A logarithm is just another way of writing exponents. Here are properties or formulas of logarithms. Understand the log formulas with derivation, examples, and FAQs.
Log formulas are very useful for solving various mathematical problems and these formula are easily derived using laws of exponents. Now lets learn about the derivation of some log formulas in detail.
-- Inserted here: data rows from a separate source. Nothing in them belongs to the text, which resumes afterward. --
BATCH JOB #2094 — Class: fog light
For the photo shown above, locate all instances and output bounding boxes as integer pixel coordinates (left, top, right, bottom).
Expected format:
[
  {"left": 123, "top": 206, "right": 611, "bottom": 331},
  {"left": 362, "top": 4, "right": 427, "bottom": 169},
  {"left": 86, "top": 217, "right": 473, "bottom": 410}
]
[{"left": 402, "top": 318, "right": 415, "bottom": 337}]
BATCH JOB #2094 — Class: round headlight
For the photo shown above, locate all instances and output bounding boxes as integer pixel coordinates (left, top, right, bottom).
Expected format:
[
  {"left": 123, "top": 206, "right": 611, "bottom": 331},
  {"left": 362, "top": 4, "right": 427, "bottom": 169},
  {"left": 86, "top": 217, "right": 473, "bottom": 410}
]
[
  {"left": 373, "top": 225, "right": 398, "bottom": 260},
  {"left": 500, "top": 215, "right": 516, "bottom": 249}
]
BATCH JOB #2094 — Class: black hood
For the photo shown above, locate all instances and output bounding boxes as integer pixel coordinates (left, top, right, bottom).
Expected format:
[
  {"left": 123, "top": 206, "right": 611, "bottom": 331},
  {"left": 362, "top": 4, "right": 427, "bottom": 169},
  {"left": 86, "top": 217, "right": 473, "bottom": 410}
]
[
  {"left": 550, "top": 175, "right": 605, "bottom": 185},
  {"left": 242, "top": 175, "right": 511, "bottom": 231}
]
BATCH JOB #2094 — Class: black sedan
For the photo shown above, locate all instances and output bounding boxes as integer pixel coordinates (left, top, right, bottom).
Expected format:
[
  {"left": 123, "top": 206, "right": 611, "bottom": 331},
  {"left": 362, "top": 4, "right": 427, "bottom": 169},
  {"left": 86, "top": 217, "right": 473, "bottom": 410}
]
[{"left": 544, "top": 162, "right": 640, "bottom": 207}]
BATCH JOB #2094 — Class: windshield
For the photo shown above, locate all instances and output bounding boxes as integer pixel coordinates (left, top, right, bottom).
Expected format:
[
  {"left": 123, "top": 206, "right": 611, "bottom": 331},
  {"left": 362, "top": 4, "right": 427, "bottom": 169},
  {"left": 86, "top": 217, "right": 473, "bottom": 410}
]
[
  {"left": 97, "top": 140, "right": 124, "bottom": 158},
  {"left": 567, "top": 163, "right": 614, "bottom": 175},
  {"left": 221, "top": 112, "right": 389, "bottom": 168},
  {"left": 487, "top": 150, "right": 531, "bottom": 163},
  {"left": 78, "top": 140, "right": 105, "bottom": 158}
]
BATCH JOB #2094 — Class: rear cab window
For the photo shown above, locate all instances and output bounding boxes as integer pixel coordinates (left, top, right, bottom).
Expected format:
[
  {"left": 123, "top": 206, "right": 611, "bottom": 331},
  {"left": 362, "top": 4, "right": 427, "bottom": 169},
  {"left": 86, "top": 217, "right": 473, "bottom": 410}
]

This page covers all 8 log rules (including the change of base formula and log exponent rules). Each log rule is covered in-depth with simple explanations and examples.
ph log formula, The base b logarithm of a number is the exponent that we need to raise the base in order to get the number. The logarithm of the multiplication of x and y is the sum of logarithm of x and logarithm of y. The logarithm of the division of x and y is the difference of logarithm of x and logarithm of y. In mathematics, the logarithm of a number is the exponent by which another fixed value, the base, must be raised to produce that number. For example, the logarithm of 1000 to base 10 is 3, because 1000 is 10 to the 3 rd power: 1000 = 103 = 10 × 10 × 10.
ph log formula, Learn the eight (8) log rules or laws to help you evaluate, expand, condense, and solve logarithmic equations. Try out the log rules practice problems for an even better understanding. In its simplest form, a logarithm answers the question: How many of one number multiply together to make another number? Examples of Using Logarithm Laws The three most important logarithm laws are shown below with an example of each.